You can point an LLM at a janky restaurant website — hours buried in a photo, menu in a PDF, address in a Google Maps iframe — and it'll extract structured data. Not because anyone tagged anything. Because the model has seen enough restaurant websites in its training data to predict where the relevant information probably is.

Think about what the semantic web actually needed. Every doctor's office publishing specialties and insurance and availability in structured format. Every restaurant tagging menu items with ingredients and allergens. Every event with proper time and location metadata.

Nobody was going to do that. That was always the fantasy.

But an LLM can crawl the site and make a decent guess. "This is probably a dermatologist in Saarbrücken, looks like it takes AOK and TK, seems to have slots Thursday." Not perfectly every time, but well enough. At scale. Without asking anyone to write XML.

Ontology Wars Were Never the Real Problem

The other thing that killed adoption was everyone fighting about vocabularies. Should reviews go under hasReview or reviewedBy? The W3C spent years trying to standardize this stuff. The real world did not cooperate.

LLMs don't solve this by finding the one true vocabulary. They solve it by understanding context.

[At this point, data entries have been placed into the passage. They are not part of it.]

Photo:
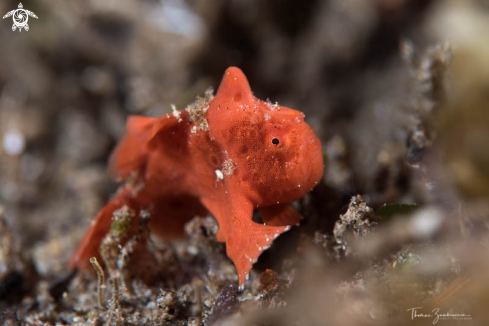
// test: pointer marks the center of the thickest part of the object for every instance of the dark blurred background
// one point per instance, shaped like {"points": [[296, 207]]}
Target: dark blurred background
{"points": [[397, 121]]}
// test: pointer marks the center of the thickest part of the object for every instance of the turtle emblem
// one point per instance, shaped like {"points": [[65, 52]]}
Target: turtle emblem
{"points": [[20, 17]]}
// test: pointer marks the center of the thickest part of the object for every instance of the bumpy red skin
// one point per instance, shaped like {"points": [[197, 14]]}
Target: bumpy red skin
{"points": [[177, 170]]}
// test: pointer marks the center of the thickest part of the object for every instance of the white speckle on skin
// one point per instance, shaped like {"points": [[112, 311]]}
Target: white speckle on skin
{"points": [[219, 175], [13, 142], [175, 112]]}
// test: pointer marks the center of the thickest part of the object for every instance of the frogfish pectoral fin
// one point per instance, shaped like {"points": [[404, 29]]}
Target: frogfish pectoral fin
{"points": [[246, 241]]}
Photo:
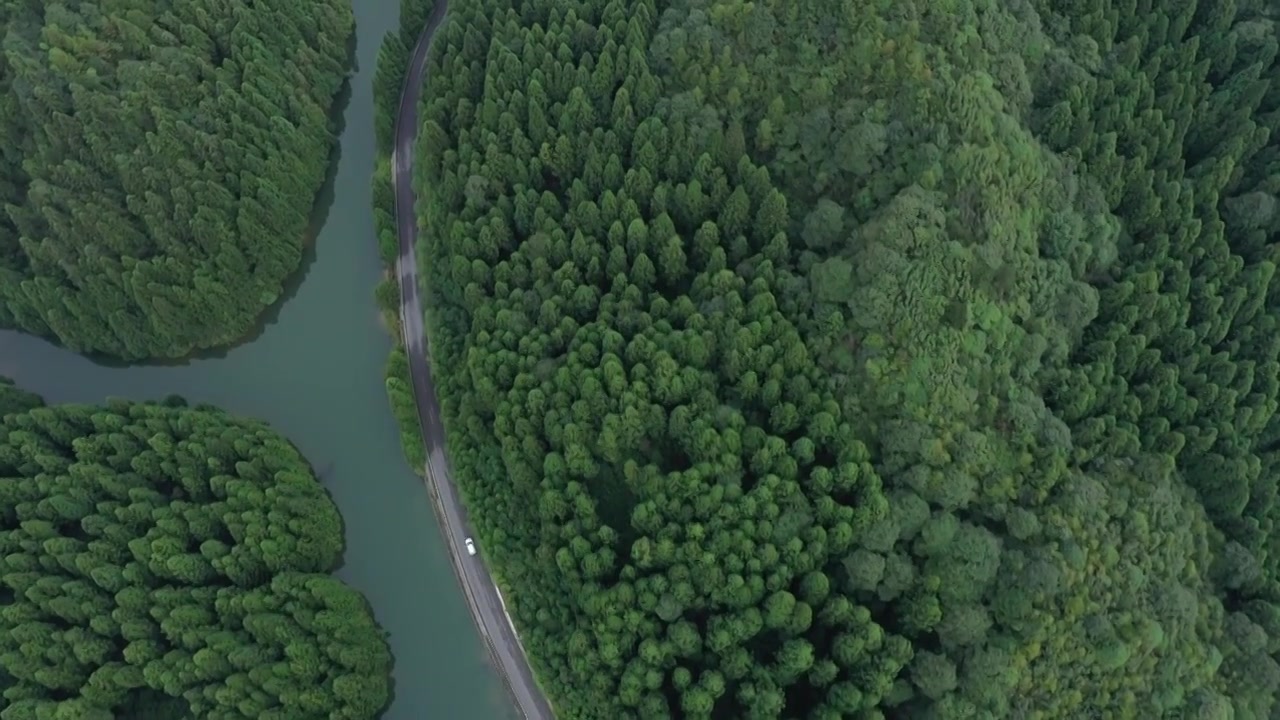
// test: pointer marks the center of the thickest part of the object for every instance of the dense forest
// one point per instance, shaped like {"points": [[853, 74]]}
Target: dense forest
{"points": [[160, 561], [159, 164], [854, 359], [393, 59]]}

A field labeled "size" on a sewing pattern page means something different than "size" on a shoe store. The model can figure that out from the surrounding page, not just the schema. Ten websites describing the same thing ten different ways? The model can probably normalize it, most of the time, because it's reading the whole page not just the tags.

So What?

Berners-Lee's 2001 paper imagined software agents that could collect content from all over the web and actually understand what they were finding.

In 2026, that's... basically normal. The semantic web isn't dead. It just needed different workers — LLMs that could populate the structured data that humans never would.

The semantic web is sort of here. It just doesn't look like anyone expected.


I'm not a semantic web historian, just someone who's been thinking about how LLMs change what's possible.